Like many big tech companies, Amazon is trying to cut costs. Recently his Twitch section (over 500 employees) and now takes a cut of streamers’ earnings from each Twitch Prime subscription.
Every Amazon Prime member can throw their Prime subscription in the direction of their favorite Twitch streamer at no extra cost. Since that program debuted in 2016, streamers have charged Twitch Prime subscribers the same amount as a basic paid subscription. This is changing, though.
Effective June 3, Twitch is transitioning to a flat-rate model where Prime payments are based on a Prime subscriber’s location (and how much they pay for Amazon Prime). We’re doing this to ensure that monthly Twitch subscriptions are a long-term, sustainable benefit to the Twitch community,” said CEO Dan Clancy .
Clancy says that for most countries, the rate of payment decreases by less than five percent, but there is . For example, a US viewer’s Prime sub will soon cost $2.25 per streamer, up from $2.50. That’s a 10 percent reduction. A Prime sub for someone in the UK will soon cost $1.80, while a viewer in Turkey will pay just 9 cents to the broadcaster.
As Clancy points out, Prime subscriptions are just one of the ways broadcasters make money on the platform, along with tips and regular paid subscriptions. He also announced some changes designed to give smaller creators a bigger slice of the pie.

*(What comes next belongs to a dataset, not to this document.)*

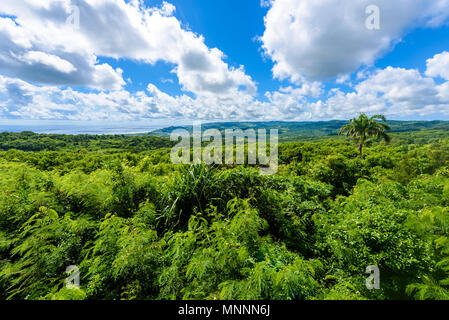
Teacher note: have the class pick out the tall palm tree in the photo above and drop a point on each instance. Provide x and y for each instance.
(364, 129)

Twitch makes it much easier for creators to benefit from improved revenue sharing. Until now, they had to maintain at least 350 paid subscriptions for at least three months. This will allow 50 to 70 percent of substances to be cut over the next 12 months.

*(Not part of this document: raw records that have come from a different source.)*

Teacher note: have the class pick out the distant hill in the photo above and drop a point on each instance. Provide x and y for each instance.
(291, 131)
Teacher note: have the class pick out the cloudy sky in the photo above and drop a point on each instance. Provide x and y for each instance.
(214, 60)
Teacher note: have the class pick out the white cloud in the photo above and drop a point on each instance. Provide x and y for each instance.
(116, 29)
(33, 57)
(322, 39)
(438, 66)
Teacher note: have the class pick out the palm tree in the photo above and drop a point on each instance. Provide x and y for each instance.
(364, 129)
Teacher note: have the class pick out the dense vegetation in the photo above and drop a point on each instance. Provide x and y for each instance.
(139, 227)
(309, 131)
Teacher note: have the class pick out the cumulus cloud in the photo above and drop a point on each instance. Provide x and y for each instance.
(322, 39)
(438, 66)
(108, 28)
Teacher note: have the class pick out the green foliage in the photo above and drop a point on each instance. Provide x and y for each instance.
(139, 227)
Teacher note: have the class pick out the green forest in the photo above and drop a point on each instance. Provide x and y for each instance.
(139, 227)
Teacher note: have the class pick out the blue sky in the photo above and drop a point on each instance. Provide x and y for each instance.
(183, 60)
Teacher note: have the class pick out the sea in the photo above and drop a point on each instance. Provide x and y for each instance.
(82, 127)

From May 1, the platform changes Partner Plus to two levels Plus program based on a point system. A base $5 subscription is worth one point, a $10 Tier 2 sub is worth two points, and a $25 Tier 3 sub is worth three points. Gift and Prime subscriptions don’t count toward points, but broadcasters who qualify will get better returns from gift subscriptions.

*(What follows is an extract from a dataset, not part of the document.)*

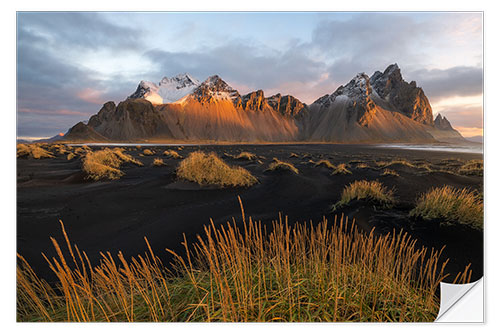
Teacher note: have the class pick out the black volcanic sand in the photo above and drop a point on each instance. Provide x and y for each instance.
(149, 201)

When a streamer earns at least 100 Plus points for three consecutive months (points reset on the first of each month), they will receive 60 percent of subscription revenue from the next 12 months. If they keep 350 Plus points, that revenue share goes up to 70 percent in their favor. Clancy says the changes will allow three times as many broadcasters to qualify for improved revenue sharing. While giving those hovering around 300-350 points a little more cushion instead of falling into a 50 percent revenue share, it should result in a substantial increase in earnings for many of them.
Twitch has announced another change to its revenue sharing model. This gets rid of the $100,000 limit on the 70-30 revenue split for high-earning creators. The change, implemented last year, saw the split drop to 50 percent after a broadcaster hit $100,000 in subscription revenue. This won’t change anything for the vast majority of creators, but it could help Twitch convince high-profile streamers to stay on its platform instead of moving to sites like YouTube or Kick.
After being fired, Clancy said Twitch was still around (streaming live video to millions of people at the same time isn’t cheap!), so something had to give. While Twitch Prime’s changes were hard to swallow for some streamers, they weren’t as persistent as the advantage was. A reduction in fees is better for creators than a complete suspension of the program. Twitch will also hope that improved revenue sharing will force creators to convince their viewers to opt out of paid subscriptions instead.